Я нащупал рядом большой круглый камень. Подходящая штука, чтобы отвлечь внимание Федора. Что я буду делать потом, я не знаю. Что-нибудь придумаю.

Я швырнул камень в голову Федора. В такую большую башку сложно не попасть. Камень ударил Федора за ухом. Тот рыкнул, сделал еще пару шатающихся шагов по направлению к ребенку, а затем рухнул на бок. Его ноги задергались. Но в то же время он продолжал хрипло порыкивать себе под нос.

Я соскочил с уступа, подобрал камень и стал медленно, нервно долбить Федора по собачьему виску.
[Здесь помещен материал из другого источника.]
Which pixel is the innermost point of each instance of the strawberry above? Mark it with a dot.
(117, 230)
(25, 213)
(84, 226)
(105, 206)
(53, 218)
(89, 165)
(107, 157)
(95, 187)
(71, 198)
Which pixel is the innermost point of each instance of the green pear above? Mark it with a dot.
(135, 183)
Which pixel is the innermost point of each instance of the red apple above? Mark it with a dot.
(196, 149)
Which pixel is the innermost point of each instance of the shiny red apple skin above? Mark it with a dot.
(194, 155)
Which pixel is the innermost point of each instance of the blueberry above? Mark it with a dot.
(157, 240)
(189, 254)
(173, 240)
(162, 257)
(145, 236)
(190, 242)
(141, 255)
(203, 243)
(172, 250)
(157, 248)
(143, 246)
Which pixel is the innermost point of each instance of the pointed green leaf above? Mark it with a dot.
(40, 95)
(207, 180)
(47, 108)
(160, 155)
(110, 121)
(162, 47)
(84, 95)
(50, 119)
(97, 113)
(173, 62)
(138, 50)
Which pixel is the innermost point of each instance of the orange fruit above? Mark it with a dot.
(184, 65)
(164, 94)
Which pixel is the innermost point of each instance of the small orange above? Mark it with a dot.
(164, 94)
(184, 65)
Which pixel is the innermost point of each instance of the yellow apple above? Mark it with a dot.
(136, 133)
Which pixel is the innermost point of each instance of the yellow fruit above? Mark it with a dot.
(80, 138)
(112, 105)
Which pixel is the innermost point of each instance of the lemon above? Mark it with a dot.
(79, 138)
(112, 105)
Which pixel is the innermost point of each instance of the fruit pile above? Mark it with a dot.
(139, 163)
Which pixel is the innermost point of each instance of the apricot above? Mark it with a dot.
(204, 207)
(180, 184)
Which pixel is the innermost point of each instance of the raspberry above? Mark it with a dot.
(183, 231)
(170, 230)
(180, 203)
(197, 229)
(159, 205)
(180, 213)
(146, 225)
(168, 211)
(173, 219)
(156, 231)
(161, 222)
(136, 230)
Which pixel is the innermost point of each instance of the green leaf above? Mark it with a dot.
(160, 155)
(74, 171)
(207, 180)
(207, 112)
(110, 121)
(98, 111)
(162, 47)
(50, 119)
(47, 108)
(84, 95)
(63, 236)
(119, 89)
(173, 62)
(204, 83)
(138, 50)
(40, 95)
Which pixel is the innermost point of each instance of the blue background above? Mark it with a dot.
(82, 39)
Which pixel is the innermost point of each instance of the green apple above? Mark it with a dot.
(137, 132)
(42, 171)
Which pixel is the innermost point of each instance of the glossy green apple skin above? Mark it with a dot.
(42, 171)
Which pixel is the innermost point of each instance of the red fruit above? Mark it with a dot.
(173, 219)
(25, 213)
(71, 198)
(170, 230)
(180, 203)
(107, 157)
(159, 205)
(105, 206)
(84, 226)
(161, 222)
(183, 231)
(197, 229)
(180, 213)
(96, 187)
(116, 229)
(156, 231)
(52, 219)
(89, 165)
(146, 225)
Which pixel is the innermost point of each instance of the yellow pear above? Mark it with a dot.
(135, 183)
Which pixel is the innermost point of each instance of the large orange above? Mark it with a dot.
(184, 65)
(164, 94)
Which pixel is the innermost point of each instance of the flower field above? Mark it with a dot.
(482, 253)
Осколки костей, кровь, комки какой-то серой дряни в красных пятнах летели во все стороны. Я даже особо не заботился о том, чтобы все это дерьмо не попало на ребенка. Вдруг он, вернее она, даже несмотря на юный возраст, не забудет этой сцены и когда-нибудь сойдет с ума.
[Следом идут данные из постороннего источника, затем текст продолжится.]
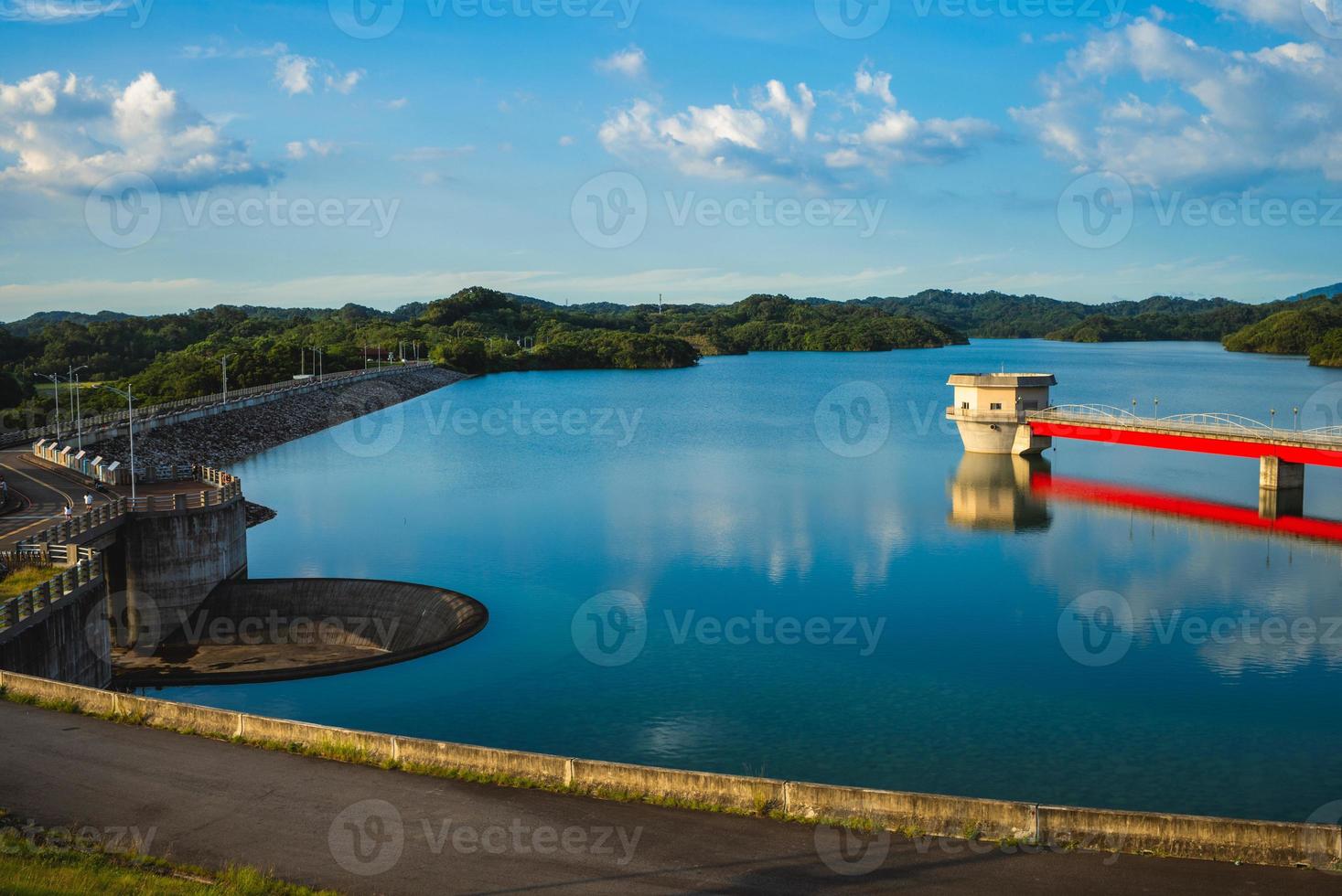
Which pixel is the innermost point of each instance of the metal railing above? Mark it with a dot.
(117, 417)
(1193, 424)
(86, 571)
(227, 490)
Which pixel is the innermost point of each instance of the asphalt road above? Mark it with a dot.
(367, 830)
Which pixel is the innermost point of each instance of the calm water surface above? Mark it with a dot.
(725, 503)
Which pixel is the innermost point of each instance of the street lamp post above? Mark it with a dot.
(131, 428)
(55, 385)
(224, 361)
(74, 400)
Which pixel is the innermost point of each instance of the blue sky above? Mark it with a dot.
(171, 155)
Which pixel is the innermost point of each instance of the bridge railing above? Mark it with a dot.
(117, 417)
(1201, 424)
(226, 490)
(86, 571)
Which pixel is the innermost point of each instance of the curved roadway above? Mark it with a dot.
(370, 830)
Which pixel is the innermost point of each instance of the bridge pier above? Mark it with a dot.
(1281, 488)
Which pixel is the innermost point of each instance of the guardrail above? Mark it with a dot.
(1197, 424)
(86, 571)
(117, 417)
(227, 490)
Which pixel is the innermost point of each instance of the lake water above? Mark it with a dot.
(867, 611)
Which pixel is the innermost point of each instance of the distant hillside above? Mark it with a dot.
(1310, 326)
(1324, 290)
(40, 321)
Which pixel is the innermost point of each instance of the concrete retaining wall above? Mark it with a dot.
(930, 813)
(66, 641)
(1186, 836)
(733, 792)
(1264, 843)
(169, 562)
(396, 621)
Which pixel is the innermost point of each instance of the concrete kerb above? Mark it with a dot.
(1114, 830)
(760, 795)
(926, 813)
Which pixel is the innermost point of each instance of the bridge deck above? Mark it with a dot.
(1206, 433)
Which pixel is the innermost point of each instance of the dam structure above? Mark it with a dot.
(152, 586)
(1008, 413)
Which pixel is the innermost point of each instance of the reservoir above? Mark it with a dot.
(785, 565)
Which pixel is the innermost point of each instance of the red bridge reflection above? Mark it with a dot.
(1048, 487)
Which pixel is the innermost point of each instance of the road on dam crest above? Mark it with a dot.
(370, 830)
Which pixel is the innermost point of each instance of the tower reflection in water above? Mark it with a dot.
(993, 493)
(1006, 493)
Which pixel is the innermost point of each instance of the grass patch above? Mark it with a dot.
(25, 580)
(28, 868)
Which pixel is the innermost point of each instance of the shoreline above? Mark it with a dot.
(226, 439)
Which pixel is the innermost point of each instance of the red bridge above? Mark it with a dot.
(1283, 453)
Наконец Федор окончательно затих. Половину его черепа я снес своими собственными руками. Наверно, так и предают друзей. Хотя Федор тоже меня предал. Он пытался сожрать эту маленькую девочку. Почти не понимающий себя из-за набежавшей злости на Федора, я совсем забыл о маленькой... Я обернулся и обомлел. Девочка, лежащая на грязном песке пещеры, никак не походила на ту малышку, которую я увидел, войдя сюда. На вид ей было не меньше лет пяти.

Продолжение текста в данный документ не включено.